Are additional laboratory studies available; even some that are not widely available?

Consider genotyping for known inherited periodic fever syndromes to exclude these diagnoses.

How can PFAPA symptoms be prevented?

No known prevention.

What is the evidence?

Marshall, GS, Edwards, KM, Butler, J, Lawton, AR. “Syndrome of periodic fever, pharyngitis, and aphthous stomatitis”. J Pediatr. vol. 110. 1987. pp. 43

Thomas, KT, Feder, HM, Lawton, AR, Edwards, KM. “Periodic fever syndrome in children”. J Pediatr. vol. 135. 1999. pp. 15

Caorsi, R, Pelagatti, MA, Federici, S, Finetti, M, Martini, A, Gattorno, M. “Periodic fever, aphthous stomatitis, pharyngitis and adenitis syndrome”. Curr Opin Rheumatol. vol. 22. 2010. pp. 579

Burton, MJ, Polard, AJ, Ramsden, JD. “Tonsillectomy for periodic fever, aphthous stomatitis, pharyngitis and cervical adenitis syndrome (PFAPA)”. Cochrance Database Syst Rev. 2010: Sep 8.

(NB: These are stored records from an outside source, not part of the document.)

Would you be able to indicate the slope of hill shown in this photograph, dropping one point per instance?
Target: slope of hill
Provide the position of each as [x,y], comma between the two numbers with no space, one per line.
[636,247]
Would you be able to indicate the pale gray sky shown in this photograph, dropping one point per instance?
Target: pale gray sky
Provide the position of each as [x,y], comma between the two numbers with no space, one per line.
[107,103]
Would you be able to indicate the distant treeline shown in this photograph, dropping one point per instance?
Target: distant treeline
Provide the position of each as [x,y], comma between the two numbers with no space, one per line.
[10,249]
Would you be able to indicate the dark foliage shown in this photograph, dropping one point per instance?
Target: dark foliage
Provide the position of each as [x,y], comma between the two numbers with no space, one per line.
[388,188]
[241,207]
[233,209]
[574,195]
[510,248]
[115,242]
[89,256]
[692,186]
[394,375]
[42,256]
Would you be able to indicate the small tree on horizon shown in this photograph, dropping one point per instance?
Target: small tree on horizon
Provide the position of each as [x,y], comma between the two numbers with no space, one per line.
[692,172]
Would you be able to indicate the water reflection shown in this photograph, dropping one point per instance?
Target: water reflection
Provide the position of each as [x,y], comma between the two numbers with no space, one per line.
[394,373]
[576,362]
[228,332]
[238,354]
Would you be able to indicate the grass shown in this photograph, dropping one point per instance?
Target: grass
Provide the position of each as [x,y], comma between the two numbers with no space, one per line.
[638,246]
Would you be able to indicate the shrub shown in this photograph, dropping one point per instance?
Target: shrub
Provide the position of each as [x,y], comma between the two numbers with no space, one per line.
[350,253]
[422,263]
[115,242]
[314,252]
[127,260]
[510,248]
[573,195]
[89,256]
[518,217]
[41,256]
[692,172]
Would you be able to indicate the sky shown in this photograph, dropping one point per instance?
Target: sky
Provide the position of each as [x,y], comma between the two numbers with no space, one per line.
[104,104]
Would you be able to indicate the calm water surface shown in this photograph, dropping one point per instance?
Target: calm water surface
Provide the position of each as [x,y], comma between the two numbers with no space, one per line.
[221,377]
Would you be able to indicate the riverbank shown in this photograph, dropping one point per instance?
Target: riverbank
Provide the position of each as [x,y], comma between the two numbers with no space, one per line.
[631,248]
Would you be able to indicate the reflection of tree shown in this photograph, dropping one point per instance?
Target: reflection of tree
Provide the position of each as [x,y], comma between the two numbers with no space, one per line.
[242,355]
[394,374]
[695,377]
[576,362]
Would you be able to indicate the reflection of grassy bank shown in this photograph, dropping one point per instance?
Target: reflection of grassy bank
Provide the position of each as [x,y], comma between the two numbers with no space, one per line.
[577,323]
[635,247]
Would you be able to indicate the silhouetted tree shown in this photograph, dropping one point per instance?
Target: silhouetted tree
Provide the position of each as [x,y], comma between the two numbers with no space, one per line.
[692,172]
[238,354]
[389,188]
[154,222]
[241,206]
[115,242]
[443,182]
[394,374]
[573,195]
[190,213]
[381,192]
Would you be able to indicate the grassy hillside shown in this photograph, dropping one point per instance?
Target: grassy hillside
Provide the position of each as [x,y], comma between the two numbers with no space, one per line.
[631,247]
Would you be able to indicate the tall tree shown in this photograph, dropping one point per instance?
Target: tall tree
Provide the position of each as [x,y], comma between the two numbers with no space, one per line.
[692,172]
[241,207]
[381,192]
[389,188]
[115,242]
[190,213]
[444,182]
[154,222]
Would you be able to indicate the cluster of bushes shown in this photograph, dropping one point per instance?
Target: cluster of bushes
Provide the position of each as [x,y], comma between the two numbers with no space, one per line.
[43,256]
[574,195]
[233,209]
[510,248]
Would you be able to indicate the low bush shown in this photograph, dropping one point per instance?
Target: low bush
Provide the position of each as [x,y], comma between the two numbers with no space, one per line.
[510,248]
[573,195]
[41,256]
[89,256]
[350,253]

Gattorno, M, Caorsi, R, Meini, A, Cattalini, M, Federici, S, Zulian, F. “Differentiating PFAPA syndrome from monogenic periodic fevers”. Pediatrics. vol. 124. 2009. pp. e721

Caorsi, R, Pelagatti, MA, Federici, S, Finetti, M, Martini, A, Gattorno, M. “Periodic fever, apthous stomatitis, pharyngitis and adenitis syndrome”. Curr Opin Rheumatol. vol. 22. 2010. pp. 579

Stojanov, S, Lapidus, S, Chitkara, P, Feder, H, Salazar, JC, Fleisher, TA. “Periodic fever, aphthous stomatitis, pharyngitis, and adenitis (PFAPA) is a disorder of innate immunity and Th1 activation responsive to IL-1 blockade”. Proc Natl Acad Sci. April 8, 2011.

Ongoing controversies regarding etiology, diagnosis, treatment

  • Best management of PFAPA: steroids versus tonsillectomy versus IL-1 blockade versus no treatment.